Better importance sampling distribution put more weight where the integrant is larger. When f(x) does not change sign, \(Var[\hat{s}_{q^*}] = 0\), meaning that a single example is sufficient when the optimal distribution is used. This is only because the computation of \(q^*\) has essentially solved the original problem, os it is usually not practical to use this approach.

Sampling from \(q^*\) is usually infeasible, but other choices of q can be feasible while still reducing the variance somewhat

Biased importance sampling, not require normalizing p or q

\[\begin{split}\hat{s}_{BIS} = \frac{\sum^n_{i=1} \frac{p(x^{(i)})}{q(x^{(i)})} f(x^{(i)})}{\sum^n_{i=1} \frac{p(x^{(i)})}{q(x^{(i)})} } \\ = \frac{\sum^n_{i=1} \frac{\tilde{p}(x^{(i)})}{\tilde{q}(x^{(i)})} f(x^{(i)})}{\sum^n_{i=1} \frac{\tilde{p}(x^{(i)})}{\tilde{q}(x^{(i)})} }\end{split}\]

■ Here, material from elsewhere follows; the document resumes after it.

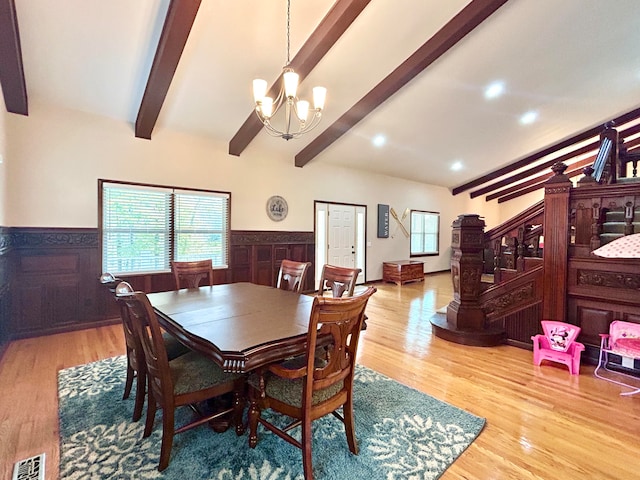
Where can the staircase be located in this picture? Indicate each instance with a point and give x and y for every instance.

where \(\tilde{p}, \tilde{q}\) are the unormalized form of p and q and the \(x^{(i)}\) are the samples from q. This estimator is biased because \(E[\hat{s}_{BIS}] \neq s\), exexpt when \(n \to \infty\) and the denominator of the first equation above converges to 1. Hence this estimator is called asymptotically unbiased.

q distribution is usually chosen to be simple distribution so that it is easy to sample from. When x is high dimensional, this simplicity in q causes it to match p or p|f| poorly.

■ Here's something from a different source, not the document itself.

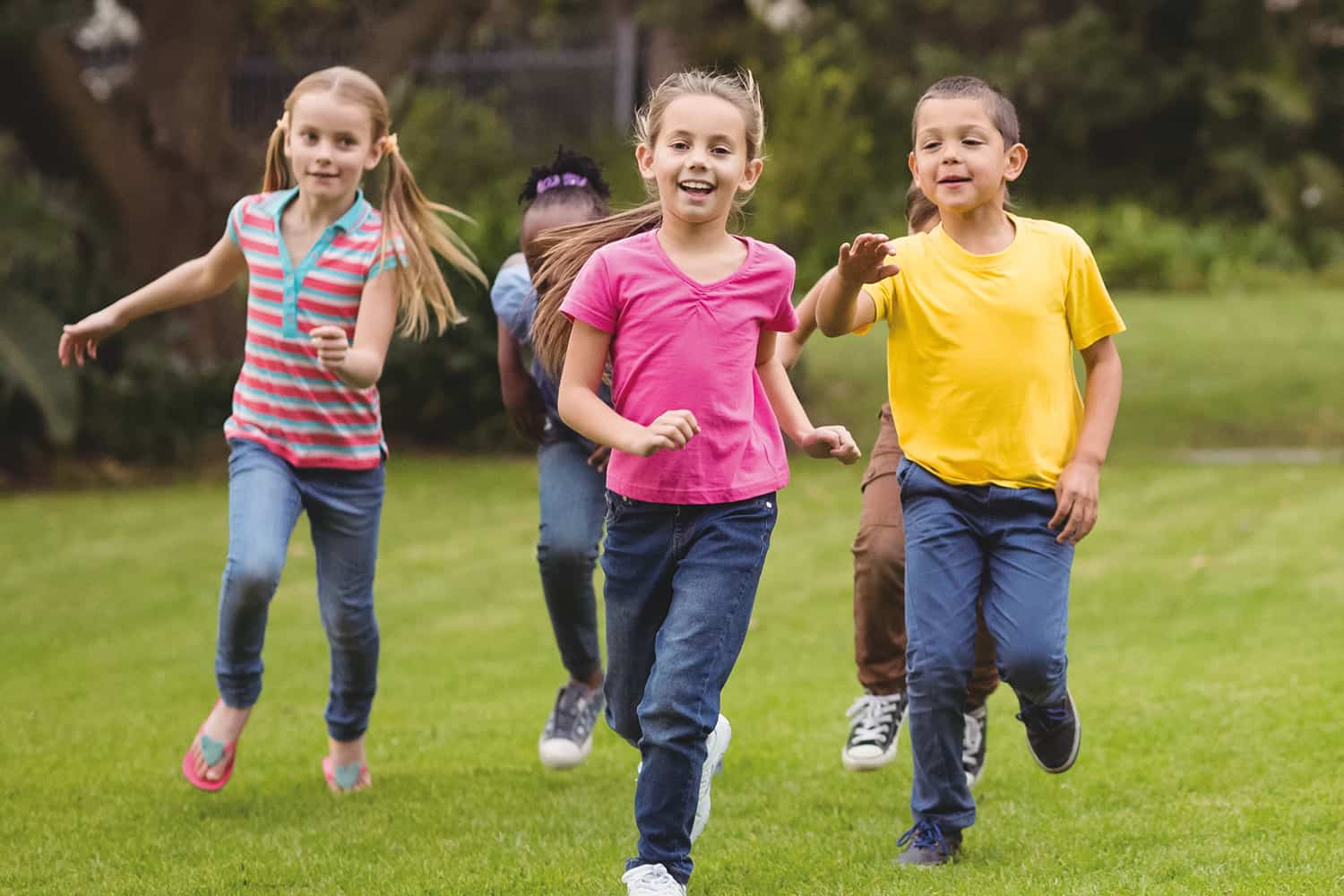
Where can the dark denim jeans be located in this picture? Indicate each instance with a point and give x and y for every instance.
(964, 541)
(265, 497)
(573, 506)
(680, 583)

  • When \(q(x^{(i)}) >> p(x^{(i)})|f(x^{(i)})|\), importance sampling collects useless samples (summing up tiny numbers or zeros)
  • When \(q(x^{(i)}) << p(x^{(i)})|f(x^{(i)})|\) (more rarely), the ratio can be huge

yield typical underestimation of s, compensated rarely by gross overestimation. Such very large or very small numbers are typical when x is high D, because in high D the dynamic range of joint probabilistic can be very large

Very useful

  • section 12.4.3.3 P457: accelerate training in neural language model with a large vocabulary.
  • section 18.7 p614
  • 20.10 p687

Importance sampling may also be used to improve the estimate of the gradient of the cost function used to train model parameters with stochastic gradient descent. Sampling more difficult examples more frequently can reduce the variance of the gradient in such case.